The European Commission this morning predicted that Malta will continue to have an excessive deficit of more than three per cent of GDP next year.

That view contrasts with government projections that the deficit will actually slip to 2.7 per cent this year and 2.1 per cent next year.

In its autumn economic forecasts, published this morning, the EU executive said that contrary to the Government’s projections, it was forecasting an actual increase in the island’s deficit to -3.5 per cent by 2015.

Its projections were made before the presentation of the Budget yesterday.

According to the Commission, Malta’s debt levels were also predicted to grow further, from 72.6 per cent of GDP this year to 73.3 in 2014 and 74.1 in 2015.

“After having widened to 3.3 per cent of GDP in 2012, on account of slippages in current expenditure, the deficit in 2013 is expected to increase slightly to 3.4 per cent”, the Commission said.

Stating that the Commission’s projections were made prior to the presentation of the budget, the EU executive said that “on a no-policy-change assumption, the structural deficit is expected to deteriorate by 0.5 per cent of GDP in 2015, as the headline deficit does not improve in a context of actual GDP growth exceeding its potential.”

The Commission said that “the debt-to-GDP ratio is projected to continue increasing over the forecast horizon, as the primary balance remains insufficient to allow a reduction in the debt ratio.”

According to Brussels, Enemalta is the main risk Malta is facing due to its financial situation “which could entail additional subsidies.”

At the same time, the Commission is predicting stable economic indicators.

“Real GDP is forecast to grow by 1.8% in 2013 as a whole, up from 0.8% in 2012.”

A number of structural reforms, most notably in the energy sector, are likely to drive down industry costs if properly and timely implemented, and strengthen the medium-term growth outlook

“A number of structural reforms, most notably in the energy sector, are likely to drive down industry costs if properly and timely implemented, and strengthen the medium-term growth outlook.”

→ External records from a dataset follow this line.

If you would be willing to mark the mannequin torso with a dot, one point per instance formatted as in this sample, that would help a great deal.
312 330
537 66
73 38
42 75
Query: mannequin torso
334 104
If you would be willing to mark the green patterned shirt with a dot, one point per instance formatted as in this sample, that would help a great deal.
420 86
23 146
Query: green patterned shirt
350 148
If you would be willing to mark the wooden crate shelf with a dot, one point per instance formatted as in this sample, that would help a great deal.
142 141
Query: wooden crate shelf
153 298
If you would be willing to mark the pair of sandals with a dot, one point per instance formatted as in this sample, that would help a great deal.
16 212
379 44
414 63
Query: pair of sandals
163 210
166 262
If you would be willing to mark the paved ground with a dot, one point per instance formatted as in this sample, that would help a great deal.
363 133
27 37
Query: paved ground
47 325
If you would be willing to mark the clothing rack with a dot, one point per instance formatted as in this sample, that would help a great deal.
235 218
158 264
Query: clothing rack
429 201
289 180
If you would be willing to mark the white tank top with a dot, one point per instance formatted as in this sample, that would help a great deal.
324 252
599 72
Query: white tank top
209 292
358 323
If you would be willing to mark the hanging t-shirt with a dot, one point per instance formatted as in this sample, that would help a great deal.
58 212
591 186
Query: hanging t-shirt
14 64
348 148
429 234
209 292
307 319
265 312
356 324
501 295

“Job creation surprised positively in the first half of the year thanks to the tourist sector and the newly emerging, labour-intensive activities in the services sector. These developments have been also supported by ongoing government measures to increase labour market participation of women. Employment growth is projected to moderate slightly over the forecast horizon, but to remain relatively strong at 1.8% per annum, well above the euro-area average. At the same time, the unemployment rate is projected to remain low and to average 6.3%, slightly lower than in 2012.”